One a penny, two a penny
With the brightness of lemon, richness and warmth of spiced yeast dough and gentle sweetness of a scant amount of icing, hot cross buns seem to embrace the hope of spring.
The baked treat dates to medieval England and was actually banned in Tudor times "upon pain or forfeiture of all such spiced bread to the poor." The ban proved difficult to enforce, and the restriction went away sometime with the next ruler.
Read more about the history and lore of hot cross buns in Wednesday's Spokesman-Review Food section.

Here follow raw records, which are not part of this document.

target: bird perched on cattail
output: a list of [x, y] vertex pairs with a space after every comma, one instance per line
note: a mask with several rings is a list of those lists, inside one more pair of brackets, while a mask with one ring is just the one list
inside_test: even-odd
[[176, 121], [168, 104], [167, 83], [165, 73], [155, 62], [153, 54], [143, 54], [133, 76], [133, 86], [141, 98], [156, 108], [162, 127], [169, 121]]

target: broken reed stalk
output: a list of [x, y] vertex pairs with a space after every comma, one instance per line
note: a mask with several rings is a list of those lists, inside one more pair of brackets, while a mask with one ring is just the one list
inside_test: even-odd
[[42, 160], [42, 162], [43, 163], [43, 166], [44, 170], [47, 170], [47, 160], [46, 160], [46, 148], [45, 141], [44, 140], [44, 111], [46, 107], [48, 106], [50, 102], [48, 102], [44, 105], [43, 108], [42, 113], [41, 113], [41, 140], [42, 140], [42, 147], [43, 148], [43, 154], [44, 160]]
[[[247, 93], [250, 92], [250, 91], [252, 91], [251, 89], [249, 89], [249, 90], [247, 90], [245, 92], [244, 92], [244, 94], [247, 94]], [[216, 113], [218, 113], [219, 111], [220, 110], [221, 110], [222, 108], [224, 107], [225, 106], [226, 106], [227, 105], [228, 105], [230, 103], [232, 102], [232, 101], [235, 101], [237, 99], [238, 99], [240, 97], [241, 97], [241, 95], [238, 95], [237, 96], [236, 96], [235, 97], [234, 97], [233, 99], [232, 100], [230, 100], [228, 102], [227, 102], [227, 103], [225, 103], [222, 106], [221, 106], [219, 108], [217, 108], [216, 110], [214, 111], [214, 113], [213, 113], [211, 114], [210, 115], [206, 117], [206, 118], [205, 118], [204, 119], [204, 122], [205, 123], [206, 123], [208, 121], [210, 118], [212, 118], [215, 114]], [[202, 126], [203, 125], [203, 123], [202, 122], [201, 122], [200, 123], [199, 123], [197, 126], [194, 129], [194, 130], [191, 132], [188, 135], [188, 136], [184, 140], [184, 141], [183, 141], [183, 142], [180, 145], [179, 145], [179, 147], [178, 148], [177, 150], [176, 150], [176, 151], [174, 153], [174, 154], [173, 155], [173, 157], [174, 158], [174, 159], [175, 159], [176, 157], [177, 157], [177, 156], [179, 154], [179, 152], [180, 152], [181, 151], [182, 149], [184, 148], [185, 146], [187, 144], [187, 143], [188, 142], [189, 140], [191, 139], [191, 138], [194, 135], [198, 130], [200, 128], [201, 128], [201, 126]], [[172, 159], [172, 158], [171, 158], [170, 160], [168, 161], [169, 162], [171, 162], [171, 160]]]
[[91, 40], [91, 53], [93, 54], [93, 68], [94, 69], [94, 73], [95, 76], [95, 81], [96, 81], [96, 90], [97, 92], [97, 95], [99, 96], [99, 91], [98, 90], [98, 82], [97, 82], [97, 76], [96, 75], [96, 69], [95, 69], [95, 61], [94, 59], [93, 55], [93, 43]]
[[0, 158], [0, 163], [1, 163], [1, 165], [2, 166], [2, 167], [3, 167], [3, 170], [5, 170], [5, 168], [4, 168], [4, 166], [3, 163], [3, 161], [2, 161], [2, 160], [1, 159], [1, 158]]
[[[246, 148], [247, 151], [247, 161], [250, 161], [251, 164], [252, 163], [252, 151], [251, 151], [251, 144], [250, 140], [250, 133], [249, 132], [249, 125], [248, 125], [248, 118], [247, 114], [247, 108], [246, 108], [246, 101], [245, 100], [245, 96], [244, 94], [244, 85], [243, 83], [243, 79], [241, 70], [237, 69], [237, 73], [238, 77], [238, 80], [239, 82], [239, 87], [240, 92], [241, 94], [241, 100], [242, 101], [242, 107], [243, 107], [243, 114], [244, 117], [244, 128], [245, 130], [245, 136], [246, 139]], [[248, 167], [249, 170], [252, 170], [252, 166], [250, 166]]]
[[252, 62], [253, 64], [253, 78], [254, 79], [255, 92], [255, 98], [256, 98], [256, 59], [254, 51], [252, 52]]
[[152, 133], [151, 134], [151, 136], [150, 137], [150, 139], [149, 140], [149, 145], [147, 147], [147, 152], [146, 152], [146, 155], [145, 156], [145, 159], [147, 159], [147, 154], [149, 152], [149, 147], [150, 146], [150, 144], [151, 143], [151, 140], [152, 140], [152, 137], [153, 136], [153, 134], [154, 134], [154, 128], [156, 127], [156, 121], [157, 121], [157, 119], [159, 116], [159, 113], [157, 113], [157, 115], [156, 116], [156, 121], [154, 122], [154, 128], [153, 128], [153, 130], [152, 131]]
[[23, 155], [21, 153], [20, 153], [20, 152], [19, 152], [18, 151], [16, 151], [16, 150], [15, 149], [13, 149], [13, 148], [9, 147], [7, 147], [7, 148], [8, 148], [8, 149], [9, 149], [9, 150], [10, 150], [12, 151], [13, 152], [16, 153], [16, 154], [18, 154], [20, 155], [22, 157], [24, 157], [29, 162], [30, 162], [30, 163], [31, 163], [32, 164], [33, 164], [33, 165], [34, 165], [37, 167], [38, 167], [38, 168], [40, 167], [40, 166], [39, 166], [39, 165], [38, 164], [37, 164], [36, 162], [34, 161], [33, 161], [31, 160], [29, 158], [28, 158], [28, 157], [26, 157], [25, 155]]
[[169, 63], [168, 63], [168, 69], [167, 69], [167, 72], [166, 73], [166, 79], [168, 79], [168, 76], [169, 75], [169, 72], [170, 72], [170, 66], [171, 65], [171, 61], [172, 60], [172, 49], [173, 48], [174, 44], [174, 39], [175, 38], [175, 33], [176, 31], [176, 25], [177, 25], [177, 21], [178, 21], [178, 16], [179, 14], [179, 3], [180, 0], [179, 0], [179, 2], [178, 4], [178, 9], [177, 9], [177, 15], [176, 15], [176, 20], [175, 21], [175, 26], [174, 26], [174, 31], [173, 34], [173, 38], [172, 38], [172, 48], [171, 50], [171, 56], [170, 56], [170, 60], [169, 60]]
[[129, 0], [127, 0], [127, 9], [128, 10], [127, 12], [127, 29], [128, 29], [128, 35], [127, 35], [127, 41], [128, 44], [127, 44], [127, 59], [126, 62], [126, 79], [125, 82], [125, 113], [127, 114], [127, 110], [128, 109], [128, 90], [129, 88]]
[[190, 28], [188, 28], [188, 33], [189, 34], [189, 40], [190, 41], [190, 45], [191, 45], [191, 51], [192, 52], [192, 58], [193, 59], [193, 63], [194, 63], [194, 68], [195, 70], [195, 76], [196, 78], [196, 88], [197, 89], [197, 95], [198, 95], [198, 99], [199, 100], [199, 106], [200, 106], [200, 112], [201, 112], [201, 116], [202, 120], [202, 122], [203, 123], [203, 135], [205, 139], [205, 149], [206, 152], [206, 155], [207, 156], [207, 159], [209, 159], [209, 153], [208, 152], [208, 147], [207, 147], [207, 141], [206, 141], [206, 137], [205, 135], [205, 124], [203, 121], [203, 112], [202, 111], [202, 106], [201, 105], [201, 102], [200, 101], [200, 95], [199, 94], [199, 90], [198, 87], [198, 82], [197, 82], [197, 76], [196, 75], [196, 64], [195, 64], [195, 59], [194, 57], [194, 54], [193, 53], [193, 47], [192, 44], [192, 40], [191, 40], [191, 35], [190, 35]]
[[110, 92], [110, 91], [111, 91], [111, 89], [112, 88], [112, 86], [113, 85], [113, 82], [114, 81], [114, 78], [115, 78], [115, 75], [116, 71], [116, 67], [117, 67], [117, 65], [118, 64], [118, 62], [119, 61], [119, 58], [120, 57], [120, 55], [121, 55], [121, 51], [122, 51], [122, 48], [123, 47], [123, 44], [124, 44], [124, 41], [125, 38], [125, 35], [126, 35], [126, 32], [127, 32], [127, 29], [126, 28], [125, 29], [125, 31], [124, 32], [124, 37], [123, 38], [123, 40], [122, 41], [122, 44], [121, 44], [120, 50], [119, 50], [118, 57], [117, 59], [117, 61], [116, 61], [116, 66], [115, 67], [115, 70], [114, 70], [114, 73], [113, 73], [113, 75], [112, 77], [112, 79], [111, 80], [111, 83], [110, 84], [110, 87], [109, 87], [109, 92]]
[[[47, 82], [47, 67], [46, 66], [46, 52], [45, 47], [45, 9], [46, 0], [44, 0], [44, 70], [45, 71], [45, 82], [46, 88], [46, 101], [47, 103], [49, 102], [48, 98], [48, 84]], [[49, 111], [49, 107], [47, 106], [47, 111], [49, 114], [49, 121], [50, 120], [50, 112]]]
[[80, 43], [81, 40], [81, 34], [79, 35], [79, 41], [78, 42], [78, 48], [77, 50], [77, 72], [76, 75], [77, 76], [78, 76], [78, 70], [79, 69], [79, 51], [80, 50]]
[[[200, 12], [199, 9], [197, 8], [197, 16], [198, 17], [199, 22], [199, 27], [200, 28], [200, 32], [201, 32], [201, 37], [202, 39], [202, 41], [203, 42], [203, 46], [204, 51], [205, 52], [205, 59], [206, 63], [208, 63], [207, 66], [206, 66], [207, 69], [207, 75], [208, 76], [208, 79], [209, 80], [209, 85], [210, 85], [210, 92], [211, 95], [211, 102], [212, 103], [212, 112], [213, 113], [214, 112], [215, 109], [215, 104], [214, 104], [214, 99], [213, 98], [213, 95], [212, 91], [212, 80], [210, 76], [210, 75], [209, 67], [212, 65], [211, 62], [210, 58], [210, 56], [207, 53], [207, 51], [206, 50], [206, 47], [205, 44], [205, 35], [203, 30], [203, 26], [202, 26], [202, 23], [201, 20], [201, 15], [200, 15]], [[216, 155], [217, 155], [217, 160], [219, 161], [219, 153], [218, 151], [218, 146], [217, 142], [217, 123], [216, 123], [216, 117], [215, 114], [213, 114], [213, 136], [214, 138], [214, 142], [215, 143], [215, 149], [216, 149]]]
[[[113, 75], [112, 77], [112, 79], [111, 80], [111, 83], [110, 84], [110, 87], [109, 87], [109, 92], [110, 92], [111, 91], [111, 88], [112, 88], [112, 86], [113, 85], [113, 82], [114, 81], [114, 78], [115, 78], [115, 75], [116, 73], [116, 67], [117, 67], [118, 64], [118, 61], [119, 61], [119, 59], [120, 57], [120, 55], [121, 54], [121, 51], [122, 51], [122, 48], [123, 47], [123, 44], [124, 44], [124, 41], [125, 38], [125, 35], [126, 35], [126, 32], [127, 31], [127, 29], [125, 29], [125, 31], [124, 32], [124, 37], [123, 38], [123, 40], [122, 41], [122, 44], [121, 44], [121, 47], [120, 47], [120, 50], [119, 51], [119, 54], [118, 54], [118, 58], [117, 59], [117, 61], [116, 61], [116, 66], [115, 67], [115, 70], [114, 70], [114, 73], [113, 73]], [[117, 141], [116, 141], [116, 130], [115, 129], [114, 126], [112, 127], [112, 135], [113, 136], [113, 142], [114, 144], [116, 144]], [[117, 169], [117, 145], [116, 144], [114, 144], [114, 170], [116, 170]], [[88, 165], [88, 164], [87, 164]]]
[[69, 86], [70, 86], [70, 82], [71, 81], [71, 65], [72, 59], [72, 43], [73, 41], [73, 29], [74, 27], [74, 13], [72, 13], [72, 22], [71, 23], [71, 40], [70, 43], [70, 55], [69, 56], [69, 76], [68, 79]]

Meantime, here's a vintage recipe for the storied Easter treat.
Good Friday Buns
From “Cassell’s Dictionary of Cookery with Numerous Illustrations,” 1875
Rub a quarter of a pound of butter into two pounds of flour. Add a pinch of salt; then mix a wine-glassful of fresh, thick yeast with a pint and a half of warmed milk; and stir these into the flour til it forms a light batter. Put the batter in a warm place to rise. When sufficiently risen, work into it half a pound of sugar, half a pound of currants, half a nutmeg, grated, and a quarter of an ounce of powdered mace. Knead these well into the dough, make it up into buns, and place them on buttered baking-tins. Make a cross on them with the black of a knife, brush a little clarified butter over the top, and let them stand a quarter of an hour before the fire. Bake in a good oven. When bread is made at home, hot cross buns may be made by mixing the currants, &c. with bread dough after it was risen. Time, one hour to let the dough rise; twenty minutes to bake. Sufficient for two dozen buns. Probable cost, 1s. 6d. for this quality.